When you say you tightened up the shock 2 clicks, what did it change? As in did it make it stiffer in bump and rebound or did it make it stiffer in one direction and looser in the other. If I could understand what change happens when you move the clicker it would be easier for my simple mind to understand.

I know Calvert says it changes both when you turn the knob but I don’t know if it’s making both directions stiffer at the same rate or what exactly happens.

My cousin bought a set of Calverts for his flaming chicken (Firebird) and he claimed he had wheel hop with a set of Caltracs.

So I had his girlfriend take some close up video of it and what was happening wasn't “wheel hop” but the tire bouncing back after the hit. He got some of it out but not all of it. Calvert told him to buy a different tire.

The tire gets hit like you are hitting it with a big hammer. The harder you hit the tire, or if you use a bigger hammer or both, the more the tire will try to push the hammer back off the tire. That’s the same thing that happens in the car. The tire is fighting back.
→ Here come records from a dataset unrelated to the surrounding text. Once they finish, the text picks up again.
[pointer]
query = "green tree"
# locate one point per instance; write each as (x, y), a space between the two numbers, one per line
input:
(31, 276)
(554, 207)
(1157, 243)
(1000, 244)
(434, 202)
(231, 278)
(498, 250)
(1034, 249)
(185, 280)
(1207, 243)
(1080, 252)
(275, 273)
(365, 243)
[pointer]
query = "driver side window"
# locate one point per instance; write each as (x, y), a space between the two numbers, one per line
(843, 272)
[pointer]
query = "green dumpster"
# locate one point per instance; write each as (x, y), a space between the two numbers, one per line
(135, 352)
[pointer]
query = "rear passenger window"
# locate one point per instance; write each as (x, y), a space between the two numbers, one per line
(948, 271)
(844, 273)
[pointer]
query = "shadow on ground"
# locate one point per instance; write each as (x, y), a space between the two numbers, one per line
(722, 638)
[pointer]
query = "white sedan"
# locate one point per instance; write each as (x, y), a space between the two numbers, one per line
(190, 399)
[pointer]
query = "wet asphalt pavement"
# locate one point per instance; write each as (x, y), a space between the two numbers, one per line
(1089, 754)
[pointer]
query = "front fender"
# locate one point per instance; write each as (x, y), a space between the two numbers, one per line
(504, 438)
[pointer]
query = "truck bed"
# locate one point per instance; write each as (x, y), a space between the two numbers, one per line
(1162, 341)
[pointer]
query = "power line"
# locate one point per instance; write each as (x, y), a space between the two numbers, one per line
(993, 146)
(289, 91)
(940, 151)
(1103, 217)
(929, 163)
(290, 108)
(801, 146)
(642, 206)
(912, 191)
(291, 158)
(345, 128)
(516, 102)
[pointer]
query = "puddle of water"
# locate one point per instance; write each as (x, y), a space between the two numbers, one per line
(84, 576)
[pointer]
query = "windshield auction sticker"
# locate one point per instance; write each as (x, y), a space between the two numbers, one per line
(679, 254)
I’m not saying that’s exactly what’s happening. Now you have another box to test to rule that part out.

This kind of thing can drive you nuts, especially when you have to go to the track to make the car do what it’s doing. That gets expensive real quick. And frustrating.

BTW, you can get to the point where the valving of the shock can’t handle the shaft speeds it’s seeing. The only fix for that is to revalve the shock or buy a different shock.

Interestingly, Dave Morgan of the “Doorslammers” chassis book either wrote an article about shock speeds, or I heard it at one of his seminars or both.

Anyway, he was tuning on a big block Camaro with a stick and ladder bars. A horrible combination to say the least. Anyway, they had a data logger on the car so they hooked a potentiometer up to the rear shocks to measure how fast the shock was coming apart at the hit. With the shock on the stiffest rebound setting, the shock came apart so fast the computer showed the shock was essentially not controlling anything.

Like I said, that is a worst case scenario but I can be rather easy to overcome a shock’s ability to dampen in either direction. And that is the shock’s job. It has to control the motion of the rear axle. The instant center sets the maximum speed the tire gets hit and the shock needs to dampen that movement so you have some ability to tune the hit, and any motion of the tire/axle trying to bounce back into the wheel well.

I’m not saying that’s your issue. Just pointing out how important the shock is. As the engine makes more power and with a short, high IC like a Caltrac or similar system that hit can be incredible and the tire just can’t deal with it.

That’s why Pro Stock has a rule that sets the MINIMUM weight for the rear axle. If the PS guys had their way, they would put more static weight on the front suspension so they could hit the tire harder with the 4 link. There is more to it than that, but that’s the simple explanation as to why that rule exists. It’s also one reason you don’t hear the PS teams screaming for aluminum blocks. They don’t want to give up that forward weight.